We can now split the sentence to convert it to the parser's internal representation. Since we know that there is no sandhi in this sentence, we can pass `pre_segmented=True` to indicate this to the parser, and retain just the first split.

In [7]:
split = parser.split(sentence, pre_segmented=True)[0]
print(f'{split}')

['देवदत्तः', 'ग्रामम्', 'गच्छति']


In [8]:
parses = list(split.parse(limit=2))
for i, parse in enumerate(parses):
    print(f'Parse {i}')
    print(f'{parse}')

Parse 0
देवदत्तः => (देवदत्त, ['पुंल्लिङ्गम्', 'एकवचनम्', 'प्रथमाविभक्तिः']) : कर्ता of गच्छति
ग्रामम् => (ग्राम, ['पुंल्लिङ्गम्', 'एकवचनम्', 'द्वितीयाविभक्तिः']) : कर्म of गच्छति
गच्छति => (गम्, ['लट्', 'कर्तरि', 'परस्मैपदम्', 'प्रथमपुरुषः', 'प्राथमिकः', 'एकवचनम्'])
Parse 1
देवदत्तः => (देवदत्त, ['पुंल्लिङ्गम्', 'एकवचनम्', 'प्रथमाविभक्तिः']) : कर्ता of गच्छति
ग्रामम् => (ग्राम, ['नपुंसकलिङ्गम्', 'एकवचनम्', 'द्वितीयाविभक्तिः']) : कर्म of गच्छति
गच्छति => (गम्, ['लट्', 'कर्तरि', 'परस्मैपदम्', 'प्रथमपुरुषः', 'प्राथमिकः', 'एकवचनम्'])

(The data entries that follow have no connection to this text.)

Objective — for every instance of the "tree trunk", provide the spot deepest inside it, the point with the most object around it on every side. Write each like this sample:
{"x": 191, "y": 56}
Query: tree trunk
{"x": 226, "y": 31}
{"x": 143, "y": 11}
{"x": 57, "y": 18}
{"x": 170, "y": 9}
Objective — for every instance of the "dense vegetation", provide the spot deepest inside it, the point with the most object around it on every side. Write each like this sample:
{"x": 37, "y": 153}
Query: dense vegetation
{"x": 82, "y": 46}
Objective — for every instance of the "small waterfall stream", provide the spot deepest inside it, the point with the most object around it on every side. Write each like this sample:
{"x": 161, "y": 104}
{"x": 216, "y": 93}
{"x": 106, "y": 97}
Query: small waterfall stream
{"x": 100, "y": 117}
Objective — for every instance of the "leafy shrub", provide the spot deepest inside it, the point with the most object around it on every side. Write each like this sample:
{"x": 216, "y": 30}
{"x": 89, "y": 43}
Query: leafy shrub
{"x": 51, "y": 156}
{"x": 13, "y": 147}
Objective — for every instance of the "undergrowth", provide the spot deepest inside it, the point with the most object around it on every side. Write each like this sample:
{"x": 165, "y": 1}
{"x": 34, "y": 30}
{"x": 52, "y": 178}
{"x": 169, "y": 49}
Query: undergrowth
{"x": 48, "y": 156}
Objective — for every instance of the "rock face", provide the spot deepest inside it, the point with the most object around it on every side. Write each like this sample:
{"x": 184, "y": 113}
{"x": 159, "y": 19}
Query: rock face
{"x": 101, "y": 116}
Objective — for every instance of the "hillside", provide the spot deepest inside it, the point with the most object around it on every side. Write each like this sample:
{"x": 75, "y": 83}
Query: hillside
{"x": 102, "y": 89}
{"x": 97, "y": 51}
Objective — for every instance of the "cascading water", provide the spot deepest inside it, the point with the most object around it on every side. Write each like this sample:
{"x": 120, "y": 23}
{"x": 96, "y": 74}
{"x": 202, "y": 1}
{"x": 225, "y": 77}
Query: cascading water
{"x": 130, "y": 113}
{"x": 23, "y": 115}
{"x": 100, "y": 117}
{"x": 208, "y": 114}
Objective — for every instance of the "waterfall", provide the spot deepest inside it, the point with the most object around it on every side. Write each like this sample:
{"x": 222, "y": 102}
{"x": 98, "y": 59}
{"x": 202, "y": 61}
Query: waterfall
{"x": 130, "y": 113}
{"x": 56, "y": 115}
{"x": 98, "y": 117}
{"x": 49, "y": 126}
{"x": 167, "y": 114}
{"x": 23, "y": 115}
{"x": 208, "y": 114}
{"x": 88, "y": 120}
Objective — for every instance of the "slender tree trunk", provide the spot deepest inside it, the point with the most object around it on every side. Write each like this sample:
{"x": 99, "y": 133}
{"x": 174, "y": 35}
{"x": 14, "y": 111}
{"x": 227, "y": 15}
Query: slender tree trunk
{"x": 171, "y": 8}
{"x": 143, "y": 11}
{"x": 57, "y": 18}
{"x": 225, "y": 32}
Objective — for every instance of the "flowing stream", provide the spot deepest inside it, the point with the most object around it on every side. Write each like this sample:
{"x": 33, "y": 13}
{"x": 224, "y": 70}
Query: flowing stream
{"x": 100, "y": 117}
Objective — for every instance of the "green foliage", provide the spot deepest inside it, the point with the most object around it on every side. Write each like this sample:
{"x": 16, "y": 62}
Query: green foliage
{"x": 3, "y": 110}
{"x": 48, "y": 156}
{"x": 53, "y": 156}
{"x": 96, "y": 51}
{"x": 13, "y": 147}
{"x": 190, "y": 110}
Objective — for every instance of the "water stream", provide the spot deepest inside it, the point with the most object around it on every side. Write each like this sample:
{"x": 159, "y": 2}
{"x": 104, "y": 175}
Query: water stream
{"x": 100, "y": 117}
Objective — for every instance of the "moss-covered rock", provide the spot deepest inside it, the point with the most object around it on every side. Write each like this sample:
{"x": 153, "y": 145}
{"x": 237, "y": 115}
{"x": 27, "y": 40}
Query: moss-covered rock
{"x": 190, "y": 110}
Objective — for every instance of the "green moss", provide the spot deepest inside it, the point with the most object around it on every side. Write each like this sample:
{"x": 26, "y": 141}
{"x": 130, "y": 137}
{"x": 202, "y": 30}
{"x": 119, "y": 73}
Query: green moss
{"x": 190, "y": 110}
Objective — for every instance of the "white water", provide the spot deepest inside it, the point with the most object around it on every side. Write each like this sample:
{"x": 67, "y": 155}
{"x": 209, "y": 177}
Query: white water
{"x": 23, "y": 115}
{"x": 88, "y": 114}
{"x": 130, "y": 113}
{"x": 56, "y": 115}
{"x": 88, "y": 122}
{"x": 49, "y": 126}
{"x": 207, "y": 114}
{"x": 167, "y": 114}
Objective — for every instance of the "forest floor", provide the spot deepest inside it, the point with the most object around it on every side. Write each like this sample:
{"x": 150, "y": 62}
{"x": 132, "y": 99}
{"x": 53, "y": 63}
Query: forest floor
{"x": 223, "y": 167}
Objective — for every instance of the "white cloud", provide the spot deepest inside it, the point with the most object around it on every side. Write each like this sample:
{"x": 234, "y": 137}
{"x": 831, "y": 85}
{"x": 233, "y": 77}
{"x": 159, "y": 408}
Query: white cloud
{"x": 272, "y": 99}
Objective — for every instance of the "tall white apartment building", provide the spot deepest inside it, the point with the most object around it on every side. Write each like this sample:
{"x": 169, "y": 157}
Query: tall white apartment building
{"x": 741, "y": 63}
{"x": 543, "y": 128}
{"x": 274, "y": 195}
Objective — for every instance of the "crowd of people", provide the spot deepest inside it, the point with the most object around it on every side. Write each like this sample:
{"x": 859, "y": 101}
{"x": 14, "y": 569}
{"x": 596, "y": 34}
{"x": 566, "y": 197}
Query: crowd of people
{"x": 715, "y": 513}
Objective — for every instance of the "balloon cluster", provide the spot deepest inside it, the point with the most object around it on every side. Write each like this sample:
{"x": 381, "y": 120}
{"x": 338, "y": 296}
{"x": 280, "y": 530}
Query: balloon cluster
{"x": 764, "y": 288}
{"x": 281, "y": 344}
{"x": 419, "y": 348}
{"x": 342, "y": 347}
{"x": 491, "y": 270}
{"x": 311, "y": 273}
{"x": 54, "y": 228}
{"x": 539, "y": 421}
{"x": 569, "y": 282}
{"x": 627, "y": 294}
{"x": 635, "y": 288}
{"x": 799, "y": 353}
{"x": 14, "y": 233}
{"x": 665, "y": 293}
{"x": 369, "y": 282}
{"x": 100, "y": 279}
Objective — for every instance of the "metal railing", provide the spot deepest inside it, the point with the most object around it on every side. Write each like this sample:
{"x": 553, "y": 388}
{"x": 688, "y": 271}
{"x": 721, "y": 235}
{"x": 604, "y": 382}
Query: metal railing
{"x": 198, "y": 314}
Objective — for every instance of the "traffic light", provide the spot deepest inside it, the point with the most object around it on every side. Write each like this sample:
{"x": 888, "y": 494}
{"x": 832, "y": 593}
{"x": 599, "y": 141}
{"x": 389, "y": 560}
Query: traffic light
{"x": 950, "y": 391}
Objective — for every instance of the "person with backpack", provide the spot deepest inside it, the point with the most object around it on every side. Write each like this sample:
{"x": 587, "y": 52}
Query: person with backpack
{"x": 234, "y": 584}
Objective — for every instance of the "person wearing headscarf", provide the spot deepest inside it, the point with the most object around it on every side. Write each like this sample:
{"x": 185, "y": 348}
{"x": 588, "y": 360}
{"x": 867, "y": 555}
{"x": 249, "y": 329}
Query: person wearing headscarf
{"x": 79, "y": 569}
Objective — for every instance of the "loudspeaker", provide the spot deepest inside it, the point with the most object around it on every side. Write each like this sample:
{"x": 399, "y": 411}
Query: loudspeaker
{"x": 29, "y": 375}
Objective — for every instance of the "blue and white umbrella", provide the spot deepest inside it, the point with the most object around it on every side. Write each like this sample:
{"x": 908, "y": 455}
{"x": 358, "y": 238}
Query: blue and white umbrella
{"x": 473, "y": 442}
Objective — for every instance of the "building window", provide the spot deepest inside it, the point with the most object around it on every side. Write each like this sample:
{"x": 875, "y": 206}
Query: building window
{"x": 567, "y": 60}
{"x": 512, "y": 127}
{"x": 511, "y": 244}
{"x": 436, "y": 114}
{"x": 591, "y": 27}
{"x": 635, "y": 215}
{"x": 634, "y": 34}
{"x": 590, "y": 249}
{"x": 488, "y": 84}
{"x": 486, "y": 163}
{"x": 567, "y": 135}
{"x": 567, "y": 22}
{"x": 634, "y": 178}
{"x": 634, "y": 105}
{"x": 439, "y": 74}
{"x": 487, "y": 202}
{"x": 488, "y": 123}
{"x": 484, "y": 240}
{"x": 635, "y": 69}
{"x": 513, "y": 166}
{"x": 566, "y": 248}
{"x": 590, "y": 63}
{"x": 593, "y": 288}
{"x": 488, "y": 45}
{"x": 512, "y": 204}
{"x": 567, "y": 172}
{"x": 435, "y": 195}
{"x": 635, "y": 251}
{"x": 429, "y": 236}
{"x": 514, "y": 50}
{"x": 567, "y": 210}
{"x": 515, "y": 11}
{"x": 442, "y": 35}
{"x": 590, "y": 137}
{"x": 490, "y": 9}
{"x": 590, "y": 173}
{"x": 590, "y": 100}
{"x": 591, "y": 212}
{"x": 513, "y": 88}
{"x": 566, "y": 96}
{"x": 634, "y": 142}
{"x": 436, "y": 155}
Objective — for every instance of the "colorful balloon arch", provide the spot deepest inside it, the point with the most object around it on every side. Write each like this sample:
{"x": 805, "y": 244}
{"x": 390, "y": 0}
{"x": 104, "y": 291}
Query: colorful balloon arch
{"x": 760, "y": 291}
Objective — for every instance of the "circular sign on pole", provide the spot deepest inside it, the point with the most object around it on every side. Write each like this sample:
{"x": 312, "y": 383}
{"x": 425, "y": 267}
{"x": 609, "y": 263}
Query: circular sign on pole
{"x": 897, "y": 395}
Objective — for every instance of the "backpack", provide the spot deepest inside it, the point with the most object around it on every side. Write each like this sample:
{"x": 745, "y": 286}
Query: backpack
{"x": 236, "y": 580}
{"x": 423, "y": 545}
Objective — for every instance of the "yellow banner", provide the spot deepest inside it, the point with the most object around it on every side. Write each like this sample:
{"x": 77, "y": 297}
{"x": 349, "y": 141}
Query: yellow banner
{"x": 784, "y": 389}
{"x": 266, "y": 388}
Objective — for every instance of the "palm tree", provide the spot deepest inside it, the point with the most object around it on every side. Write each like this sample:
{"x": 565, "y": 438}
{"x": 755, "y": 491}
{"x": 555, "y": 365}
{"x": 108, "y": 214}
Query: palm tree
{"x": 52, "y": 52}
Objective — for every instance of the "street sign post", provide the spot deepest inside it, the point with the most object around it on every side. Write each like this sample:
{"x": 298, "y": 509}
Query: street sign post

For visualization, the parses can be converted to the GraphViz DOT format.

In [9]:
print(parses[0].to_dot())

digraph  {
"grAmam [grAma, {puMlliNgam, ekavacanam, dvitIyAviBaktiH}] 1";
"gacCati [gam, {law, kartari, parasmEpadam, praTamapuruzaH, prATamikaH, ekavacanam}] 2";
"devadattas [devadatta, {puMlliNgam, ekavacanam, praTamAviBaktiH}] 0";
"gacCati [gam, {law, kartari, parasmEpadam, praTamapuruzaH, prATamikaH, ekavacanam}] 2" -> "devadattas [devadatta, {puMlliNgam, ekavacanam, praTamAviBaktiH}] 0"  [key=0, label=kartA];
"gacCati [gam, {law, kartari, parasmEpadam, praTamapuruzaH, prATamikaH, ekavacanam}] 2" -> "grAmam [grAma, {puMlliNgam, ekavacanam, dvitIyAviBaktiH}] 1"  [key=0, label=karma];
}



We can convert this representation to a picture using any tool that supports the DOT format. Let's use [image-charts.com] which exposes a REST API for generating charts.

In [10]:
from urllib.parse import urlencode
from IPython.display import Image

q = urlencode({'cht': 'gv:dot', 'chl': parses[0].to_dot()})
url = f"https://image-charts.com/chart?{q}"
Image(url=url)

This shows the basic capabilities of the `sanskrit_parser`. For advanced usages, please consult the documentation.